迷宮に灯りも点けずに潜んでいるものは、大体は魔物と相場が決まっている。
冒険者たちであれば、暗い部屋に灯りもなしでうずくまっている事はほとんど有り得ない。
扉を蹴った勢いのまま、イサームはロングソードを抜いて闇に潜む「なにものか」にロングソードを振り下ろす。
「うおおおおおおおおっ!」
剣の一撃はなにものかの脳天をかちわった。
イサームが持つ左手の松明に照らされ、うすぼんやりとしか見えなかったものの姿が露わになる。
「ゴブリン、か」
ユリウスがぼそりと呟いた。
ゴブリン。小鬼とも言われるこの魔物は、人間の子供程度の大きさで集団で暮らしている。集団である事を生かして、見つけた獲物を囲んで戦うのを好む。
棍棒や短剣と言った程度の武器なら扱えるが、無造作に振り回すくらいしかやってこない。
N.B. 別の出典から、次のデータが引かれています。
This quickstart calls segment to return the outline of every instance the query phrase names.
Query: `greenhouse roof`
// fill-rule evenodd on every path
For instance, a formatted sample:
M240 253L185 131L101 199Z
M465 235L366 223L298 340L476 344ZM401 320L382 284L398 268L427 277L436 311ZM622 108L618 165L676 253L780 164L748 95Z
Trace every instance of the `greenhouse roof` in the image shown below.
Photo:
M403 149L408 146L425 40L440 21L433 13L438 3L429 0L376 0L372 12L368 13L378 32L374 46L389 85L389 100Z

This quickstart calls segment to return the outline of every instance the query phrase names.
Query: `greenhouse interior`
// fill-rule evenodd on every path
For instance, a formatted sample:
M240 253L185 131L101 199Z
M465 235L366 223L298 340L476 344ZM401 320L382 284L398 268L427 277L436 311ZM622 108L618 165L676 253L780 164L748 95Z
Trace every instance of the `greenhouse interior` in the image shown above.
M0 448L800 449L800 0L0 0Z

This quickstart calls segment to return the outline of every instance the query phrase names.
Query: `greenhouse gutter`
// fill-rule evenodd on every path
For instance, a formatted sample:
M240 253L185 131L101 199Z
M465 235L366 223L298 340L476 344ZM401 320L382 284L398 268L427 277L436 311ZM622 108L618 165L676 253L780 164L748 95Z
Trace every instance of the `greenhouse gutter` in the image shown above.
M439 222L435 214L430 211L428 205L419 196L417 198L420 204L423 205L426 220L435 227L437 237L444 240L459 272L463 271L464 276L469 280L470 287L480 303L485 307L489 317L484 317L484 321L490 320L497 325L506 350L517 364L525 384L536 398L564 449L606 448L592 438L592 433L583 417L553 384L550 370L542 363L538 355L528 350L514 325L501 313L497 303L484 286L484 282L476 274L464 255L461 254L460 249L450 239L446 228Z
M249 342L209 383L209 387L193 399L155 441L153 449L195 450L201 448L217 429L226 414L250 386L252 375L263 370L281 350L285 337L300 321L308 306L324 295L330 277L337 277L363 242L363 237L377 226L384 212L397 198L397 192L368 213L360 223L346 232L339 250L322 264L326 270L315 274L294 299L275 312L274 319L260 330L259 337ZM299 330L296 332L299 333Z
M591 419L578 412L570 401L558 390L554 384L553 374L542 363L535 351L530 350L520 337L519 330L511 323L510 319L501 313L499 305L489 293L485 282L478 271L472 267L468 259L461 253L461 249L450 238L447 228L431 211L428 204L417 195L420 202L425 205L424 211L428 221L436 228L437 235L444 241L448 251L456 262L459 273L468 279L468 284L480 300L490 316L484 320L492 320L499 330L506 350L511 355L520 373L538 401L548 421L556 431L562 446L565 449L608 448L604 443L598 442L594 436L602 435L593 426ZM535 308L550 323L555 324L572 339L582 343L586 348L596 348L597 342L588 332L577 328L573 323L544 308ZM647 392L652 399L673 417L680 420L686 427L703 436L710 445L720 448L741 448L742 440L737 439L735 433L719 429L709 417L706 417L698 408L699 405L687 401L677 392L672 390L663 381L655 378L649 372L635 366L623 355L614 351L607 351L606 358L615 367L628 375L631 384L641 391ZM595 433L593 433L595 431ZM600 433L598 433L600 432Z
力もなく、知能も低いので駆け出しの冒険者の相手としては適している。
実際単独のゴブリンだったら盗賊でも一人で退治できるくらい弱い。
だが油断してはいけない。
ゴブリンは悪だくみに関しては異様に頭が回り、時には子供のいたずらが甚大な被害を及ぼすように、卑怯な事を限りなく考えついて実行できるからだ。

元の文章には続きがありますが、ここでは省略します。